Just look at your other post on this thread. How do you spell "independent"???
I understood what you meant, and I understand what the other posters have said.
So for you to say/post what you posted is wrong!
" #21 Today, 12:57 AM 
Harleyjeff 
Senior Member Join Date: Sep 2009
Location: Round Lake Heights Illinois
Posts: 153 
Spelling and punctuation isn't optional. How many of you guys actually graduated? Considering yourself a professional means being professional in all aspects of the word., and you do realize that there is a spell-check function here in case you're not that good at spelling, right? Jesus Christ, I'd never sign a contract with someone who couldn't even get the spelling and punctuation right in their own contract! "

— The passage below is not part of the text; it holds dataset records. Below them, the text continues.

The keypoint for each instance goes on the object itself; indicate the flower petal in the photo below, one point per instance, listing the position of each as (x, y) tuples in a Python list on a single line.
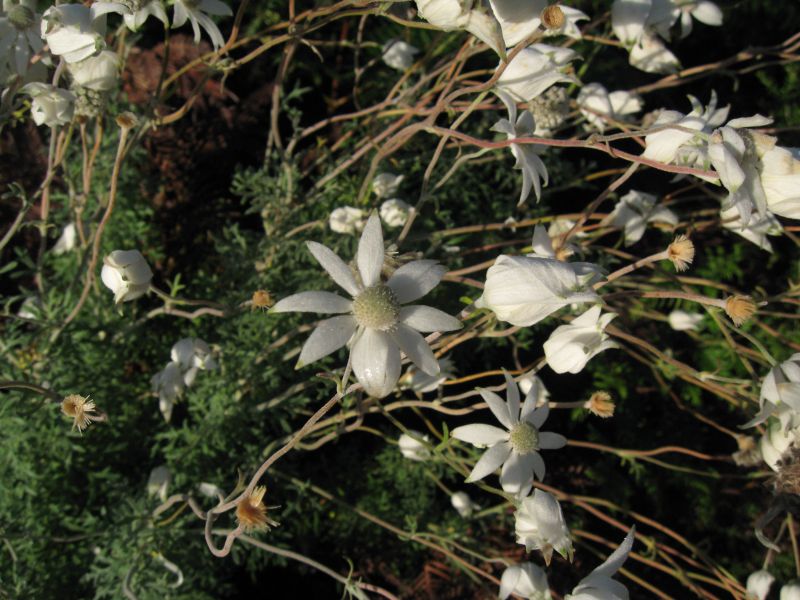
[(370, 251), (415, 279), (480, 434), (426, 318), (490, 461), (416, 348), (335, 267), (319, 302), (376, 362), (329, 336), (498, 407)]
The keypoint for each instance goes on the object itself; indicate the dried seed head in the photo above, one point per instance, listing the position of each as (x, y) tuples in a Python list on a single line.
[(262, 299), (600, 405), (740, 308), (552, 17), (681, 252), (78, 408), (252, 513)]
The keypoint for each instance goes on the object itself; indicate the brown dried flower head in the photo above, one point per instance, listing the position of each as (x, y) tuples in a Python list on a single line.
[(262, 299), (252, 513), (681, 252), (740, 308), (552, 17), (78, 408), (601, 405)]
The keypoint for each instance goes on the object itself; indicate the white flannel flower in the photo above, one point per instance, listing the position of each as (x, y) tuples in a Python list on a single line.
[(347, 219), (525, 580), (532, 167), (127, 274), (463, 504), (394, 212), (196, 12), (399, 54), (450, 15), (376, 324), (758, 584), (385, 185), (680, 320), (534, 70), (20, 33), (517, 446), (571, 346), (597, 105), (421, 382), (791, 591), (168, 384), (50, 105), (413, 445), (99, 73), (74, 31), (756, 230), (520, 18), (539, 525), (158, 482), (599, 585), (634, 211), (67, 240)]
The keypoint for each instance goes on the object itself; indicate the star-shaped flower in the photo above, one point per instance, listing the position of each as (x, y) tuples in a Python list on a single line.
[(374, 322), (517, 446)]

Come on dude, be cool!Thumbs Up
We are not all perfect!

Thank you,
Scott


----------



## 30below (Jan 11, 2009)

My wife and I both have grizzly 700's. They are great all around machines. They have good power, however not the most powerful out there anymore. They are one of the best for reliability. They are a little tipsy because the suspension is a little soft. I plow with mine and it's awesome. Good mileage out of a tank of gas. Oh and the CVT belt setup is the best in the industry, IMO.


----------



## champ3jd (Dec 16, 2005)

We have a 700 and a 450.
Too do it again, I wouldn't buy the 450, I would go with the 550 which they didn't release till I already had the 450.
The 700 is awesome! I plowed our 1/4 mile long steep curvy gravel driveway from '07 to '12 with no issues at all.
Bought a Ranger with a Boss plow in '12 and it's great.
You are right on the Yamaha cvt, it's by far the best out there. I have finally got use to the Polaris setup, but the Yammi is wayyyyyyy better!
Love your pics too


----------